The publishing world, likewise, seems unwilling to criticise the use of AI, even though it threatens the very people on whom the sector depends: authors. Nigel Newton, the founder and chief executive of Bloomsbury Publishing, bafflingly told The Guardian that he was comfortable with the idea of authors using AI to write the first paragraph or chapter, arguing that AI could ‘enable the eight billion people on the planet to get started on some creative area where they might have hesitated to take the first step’.

Here we return to the equality issue. Already, we are seeing the use of AI, with all its negative ramifications for writers, painters, photographers, and musicians, being endorsed because it means that ‘everyone can be an artist’, or, as ACE would have it, a ‘creative practitioner’. This is likely to converge in future with another recent intellectual position, which contends that meritocracy – hitherto regarded as the only way of championing fairness – is itself unfair.

This flips on its head the very thing that most of us look for in the arts. Much of its value and pleasure comes from admiring levels of talent that far surpass our own amateur capabilities. We marvel at the dancer who can perform stratospheric leaps, gasp as Mozart’s Queen of the Night hits her top Fs, and the fact that we cannot achieve these things is what makes them special. Excellence is the point, not the problem. Machine-made art will never have soul; its lack of humanity means it will never prompt wonder, and perhaps the world doesn’t need eight billion ‘creatives’ in any case.

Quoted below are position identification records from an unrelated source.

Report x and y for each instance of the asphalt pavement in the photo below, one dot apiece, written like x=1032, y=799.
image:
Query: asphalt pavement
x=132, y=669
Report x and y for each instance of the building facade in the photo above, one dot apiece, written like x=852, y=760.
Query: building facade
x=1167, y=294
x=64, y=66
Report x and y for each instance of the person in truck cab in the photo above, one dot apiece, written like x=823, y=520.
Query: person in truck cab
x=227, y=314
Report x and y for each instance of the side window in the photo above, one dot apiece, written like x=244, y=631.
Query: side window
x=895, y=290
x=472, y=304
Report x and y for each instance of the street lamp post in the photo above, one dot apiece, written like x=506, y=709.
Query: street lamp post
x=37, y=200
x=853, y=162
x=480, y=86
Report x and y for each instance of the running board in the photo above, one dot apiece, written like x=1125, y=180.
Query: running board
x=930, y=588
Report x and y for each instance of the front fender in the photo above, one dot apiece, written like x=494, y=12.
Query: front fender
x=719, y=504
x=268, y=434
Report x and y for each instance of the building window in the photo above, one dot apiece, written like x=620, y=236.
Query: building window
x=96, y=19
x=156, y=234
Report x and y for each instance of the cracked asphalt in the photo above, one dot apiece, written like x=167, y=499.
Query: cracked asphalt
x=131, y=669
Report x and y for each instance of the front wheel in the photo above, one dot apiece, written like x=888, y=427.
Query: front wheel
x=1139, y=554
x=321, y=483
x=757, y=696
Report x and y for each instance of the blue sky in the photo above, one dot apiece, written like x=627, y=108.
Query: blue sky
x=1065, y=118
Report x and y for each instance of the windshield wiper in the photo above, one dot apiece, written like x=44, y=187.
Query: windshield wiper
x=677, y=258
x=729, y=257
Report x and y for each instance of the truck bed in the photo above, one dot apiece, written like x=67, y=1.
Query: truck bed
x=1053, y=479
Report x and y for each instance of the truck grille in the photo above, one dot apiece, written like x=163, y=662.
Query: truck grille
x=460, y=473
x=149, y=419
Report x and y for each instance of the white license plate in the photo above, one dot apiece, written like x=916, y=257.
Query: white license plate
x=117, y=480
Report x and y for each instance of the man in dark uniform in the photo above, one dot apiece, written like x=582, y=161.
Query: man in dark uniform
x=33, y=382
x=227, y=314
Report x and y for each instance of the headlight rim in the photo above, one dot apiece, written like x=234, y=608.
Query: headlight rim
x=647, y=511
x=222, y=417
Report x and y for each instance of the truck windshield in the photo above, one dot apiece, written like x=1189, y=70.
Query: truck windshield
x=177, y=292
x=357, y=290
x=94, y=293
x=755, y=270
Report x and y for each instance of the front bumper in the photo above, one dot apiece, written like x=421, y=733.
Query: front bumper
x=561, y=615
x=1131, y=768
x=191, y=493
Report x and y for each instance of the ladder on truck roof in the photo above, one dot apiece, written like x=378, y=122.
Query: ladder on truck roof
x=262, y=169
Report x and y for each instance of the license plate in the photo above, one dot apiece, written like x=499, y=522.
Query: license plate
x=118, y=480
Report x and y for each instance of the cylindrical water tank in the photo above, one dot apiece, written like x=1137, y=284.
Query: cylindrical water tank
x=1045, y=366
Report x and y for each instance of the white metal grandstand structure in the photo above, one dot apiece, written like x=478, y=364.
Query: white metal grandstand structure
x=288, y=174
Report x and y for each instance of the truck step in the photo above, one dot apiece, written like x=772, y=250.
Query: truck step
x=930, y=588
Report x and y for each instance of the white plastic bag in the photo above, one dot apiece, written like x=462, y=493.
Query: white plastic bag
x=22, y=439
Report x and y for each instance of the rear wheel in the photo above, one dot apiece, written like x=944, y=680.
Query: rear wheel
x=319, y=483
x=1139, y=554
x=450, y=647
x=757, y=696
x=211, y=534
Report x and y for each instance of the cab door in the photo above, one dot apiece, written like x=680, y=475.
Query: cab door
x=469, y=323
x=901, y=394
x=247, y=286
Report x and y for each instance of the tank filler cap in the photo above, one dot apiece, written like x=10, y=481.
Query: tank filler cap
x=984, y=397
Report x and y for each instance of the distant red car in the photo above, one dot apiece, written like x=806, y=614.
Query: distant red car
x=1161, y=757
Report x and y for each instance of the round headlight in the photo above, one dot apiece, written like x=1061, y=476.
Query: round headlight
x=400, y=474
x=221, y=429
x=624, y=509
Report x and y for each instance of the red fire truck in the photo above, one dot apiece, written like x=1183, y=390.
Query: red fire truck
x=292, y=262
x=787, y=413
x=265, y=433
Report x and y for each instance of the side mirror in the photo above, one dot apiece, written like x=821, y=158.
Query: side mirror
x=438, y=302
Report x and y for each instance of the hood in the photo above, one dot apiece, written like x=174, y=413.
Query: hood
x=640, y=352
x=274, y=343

It is worth noting that AI gives ammunition to those who despise the arts at both ends of the political spectrum. The right-wing populist who reckons that artistic types need bringing down a peg or two laughs at the fact that they have lost their cachet; now, anyone can ‘do what they do’. The self-flagellating left-wing progressive who reviles the Western Canon can now argue that AI is ‘inclusive’ and ‘empowering’. We are a hop, a skip and a jump away from innate artistic talent being rebranded as elitist. If ever there were a moment for the arts world to remind itself what its core purpose is and stand up for it, that moment is surely now.